I am just so sick of it. The conflicting information, the arrogance of a medical establishment that will say, one month — with all confidence — that eggs are undoubtedy very bad for you and will probably kill you if you eat too many of them… And then turn around the next month (apparently, when the Egg Growers Lobby raises a hue and cry and funds a conflicting study) and tells us — with absolutely certainty — that eggs are actually not bad for you, and you’ll probably suffer health defects and slide slowly downhill in a state of painful, irreversible physical decline, if you don’t eat three eggs a week.

These same people are running around doing studies and using advanced equipment for research, and either keeping their findings to themselves — locked away behind the wall of medical terminology — or discouraging “lay” people from finding out about it for themselves. I can’t tell you how many weird looks I get from doctors and clinicians, when I talk about research I’ve read or things I’ve observed in my own life.

And, as was the case yesterday, sometimes I’m contradicted on my findings by doctors who freely admit that they are not experts in TBI — and actually say they know next to nothing about it — but they’re sure I must be wrong about my symptoms. Probably because I’m not a doctor.

But I live in this body. I am living this life. And if anyone should know what’s going on inside my little head, it would be me… provided, of course, I can apply unsparingly rigorous “reality checks” to what I think I’m seeing/hearing/thinking/experiencing.

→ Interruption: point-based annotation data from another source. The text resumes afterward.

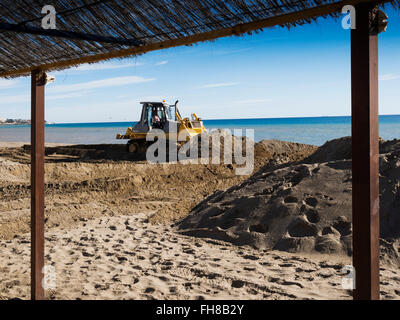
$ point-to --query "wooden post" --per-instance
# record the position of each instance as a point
(365, 148)
(37, 185)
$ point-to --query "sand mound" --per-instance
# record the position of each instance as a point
(299, 207)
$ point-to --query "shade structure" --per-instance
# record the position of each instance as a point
(91, 31)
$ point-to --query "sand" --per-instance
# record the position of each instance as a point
(112, 231)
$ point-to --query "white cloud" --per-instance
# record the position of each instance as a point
(4, 83)
(112, 82)
(389, 76)
(161, 63)
(218, 85)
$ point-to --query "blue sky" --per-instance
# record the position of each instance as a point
(303, 71)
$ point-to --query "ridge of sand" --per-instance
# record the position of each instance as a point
(128, 258)
(86, 181)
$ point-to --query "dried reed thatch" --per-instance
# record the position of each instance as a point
(150, 24)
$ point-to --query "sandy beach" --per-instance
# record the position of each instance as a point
(120, 228)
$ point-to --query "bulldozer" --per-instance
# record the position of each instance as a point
(165, 117)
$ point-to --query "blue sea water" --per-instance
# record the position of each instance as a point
(310, 130)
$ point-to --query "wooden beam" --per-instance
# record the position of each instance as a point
(37, 186)
(207, 36)
(365, 148)
(17, 28)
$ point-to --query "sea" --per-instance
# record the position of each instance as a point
(309, 130)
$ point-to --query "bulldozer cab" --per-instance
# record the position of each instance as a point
(165, 117)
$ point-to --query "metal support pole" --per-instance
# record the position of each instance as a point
(365, 148)
(37, 185)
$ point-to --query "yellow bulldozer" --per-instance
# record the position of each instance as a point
(165, 117)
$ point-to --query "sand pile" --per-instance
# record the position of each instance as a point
(303, 207)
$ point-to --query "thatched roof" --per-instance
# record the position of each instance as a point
(86, 28)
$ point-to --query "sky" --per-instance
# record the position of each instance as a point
(304, 71)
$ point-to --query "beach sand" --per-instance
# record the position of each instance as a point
(112, 233)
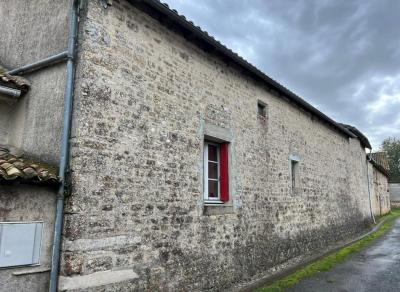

That’s the pecadillo about impaired self-awareness. The one person who should/could be the expert on their brain, might not be. It’s maddening. But there are ways around this — when you know you’ve got limitations, you can plan for them, work around them, accommodate them, and adjust your standard deviation metrics.

So, I’m just working my way through all this. Trying not to get locked into one “set” way of thinking about how my brain functions, sticking with the facts of the matter:

  • I was struck in the head by a rock around age 8, was knocked out briefly/dazed and groggy afterwards, and I noticed significant changes in my behavior, moods, and cognitive abilities thereafter.
  • I fell down a flight of stairs in 2004, hit the back of my head several times, was intensely dazed/nearly knocked out for a few second, and thereafter found myself missing key information (like not recognizing people I worked with), unable to get a full night’s sleep, having intensified temper flares, and a whole raft of cognitive problems (like suddenly being unable to multitask and switch gears like I used to very fluidly), which I attributed to job stress, but which continued after I left the job (which imploded around me, when I couldn’t keep up with the pace).

I can’t keep second-guessing myself on my TBI(s), and I can’t give in to people who assume that because I do a really good impression of a normal person, it means there’s nothing wrong with me. There’s a whole lot wrong with me. Inside this head. That I can’t articulate very well with other people, when speaking. And I’ll have to work through this, one issue at a time.

If there’s anything I have, it’s time.